(Reuters) - Former world number one Andy Murray has all but ruled out playing singles at Wimbledon this year and said he will focus on doubles when he makes his comeback from hip-resurfacing surgery.
The Scot has not played since his first-round exit from the Australian Open in January, but said last month he was finally pain-free after the operation and planning to return to the ATP tour.
Murray, who will get a wildcard for the Queen’s Club Championships in June if fit, told the Times that playing singles would be a step too far given the state of his rehabilitation.
“It’s not enough time,” the 32-year-old said. “I’d say there’s very little chance I’d play singles during the grass (season). Potentially doubles, but I’m not trying to get ready for singles. I’ve only just started moving now.”
Murray has started training since the procedure and hopes to emulate doubles veteran Bob Bryan, who successfully returned to competitive tennis after a similar operation.
Bryan, who cut his season short in 2018 to have surgery and returned to the tour this year, was the one who advised Murray that surgery could improve his quality of life when the Scot was thinking of quitting tennis. [nL3N1ZG2X8]
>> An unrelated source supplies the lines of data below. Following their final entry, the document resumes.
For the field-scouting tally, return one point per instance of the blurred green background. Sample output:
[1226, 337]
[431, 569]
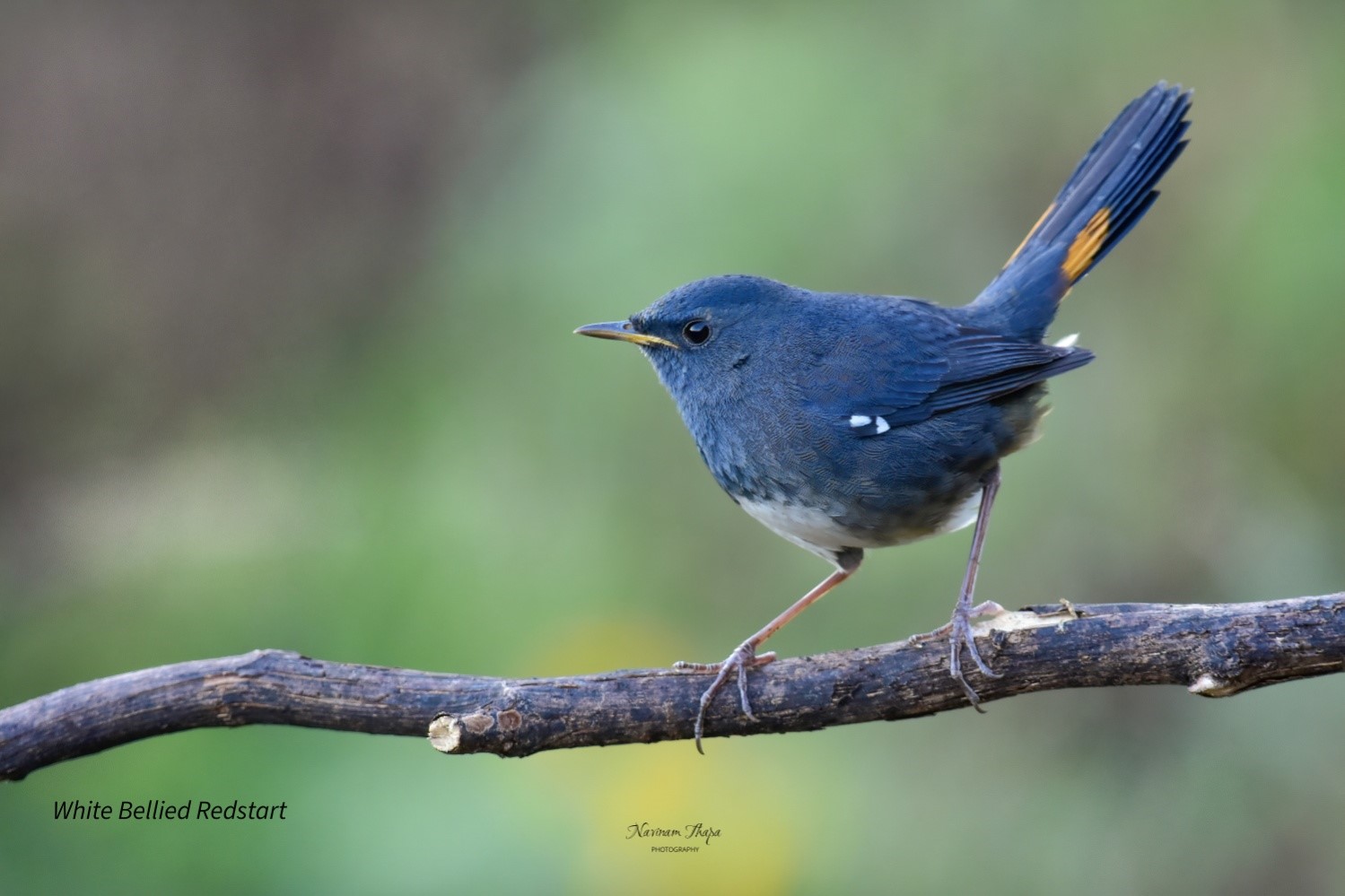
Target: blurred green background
[285, 361]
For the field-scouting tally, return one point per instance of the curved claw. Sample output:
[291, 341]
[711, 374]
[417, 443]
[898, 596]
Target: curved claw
[738, 661]
[962, 635]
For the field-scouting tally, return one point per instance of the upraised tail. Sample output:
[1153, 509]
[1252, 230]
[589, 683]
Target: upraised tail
[1107, 194]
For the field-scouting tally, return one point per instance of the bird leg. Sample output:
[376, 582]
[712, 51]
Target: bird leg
[746, 656]
[962, 615]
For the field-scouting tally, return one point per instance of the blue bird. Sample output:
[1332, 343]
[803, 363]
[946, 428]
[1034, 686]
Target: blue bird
[851, 422]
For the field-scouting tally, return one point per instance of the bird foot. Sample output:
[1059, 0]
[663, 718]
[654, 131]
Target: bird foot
[959, 634]
[738, 661]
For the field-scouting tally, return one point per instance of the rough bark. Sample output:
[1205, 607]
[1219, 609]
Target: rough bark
[1213, 650]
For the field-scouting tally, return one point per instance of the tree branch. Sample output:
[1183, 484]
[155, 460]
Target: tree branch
[1215, 650]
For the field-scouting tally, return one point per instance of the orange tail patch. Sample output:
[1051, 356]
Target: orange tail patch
[1030, 233]
[1086, 245]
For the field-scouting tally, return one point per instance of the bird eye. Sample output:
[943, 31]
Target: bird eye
[695, 331]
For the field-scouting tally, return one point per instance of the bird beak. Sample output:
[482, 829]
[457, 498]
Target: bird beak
[622, 330]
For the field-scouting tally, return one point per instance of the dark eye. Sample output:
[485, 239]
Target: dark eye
[695, 331]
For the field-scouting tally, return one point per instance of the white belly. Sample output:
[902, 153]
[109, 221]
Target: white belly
[822, 535]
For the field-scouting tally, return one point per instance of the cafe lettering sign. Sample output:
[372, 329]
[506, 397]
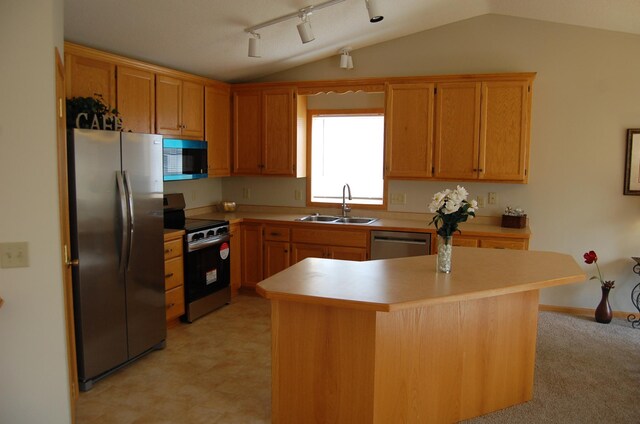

“I don’t have pain,” Murray added. “I just need to see how good the hip can get really. I know from seeing what Bob Bryan has done that for doubles it will be absolutely fine. I’ll need to see from there how it would work singles-wise.
“If I continue to feel good then I will obviously give it a shot in singles and see what happens. In doubles I’m pretty certain I’ll be able to play, just based on having an example to look at.”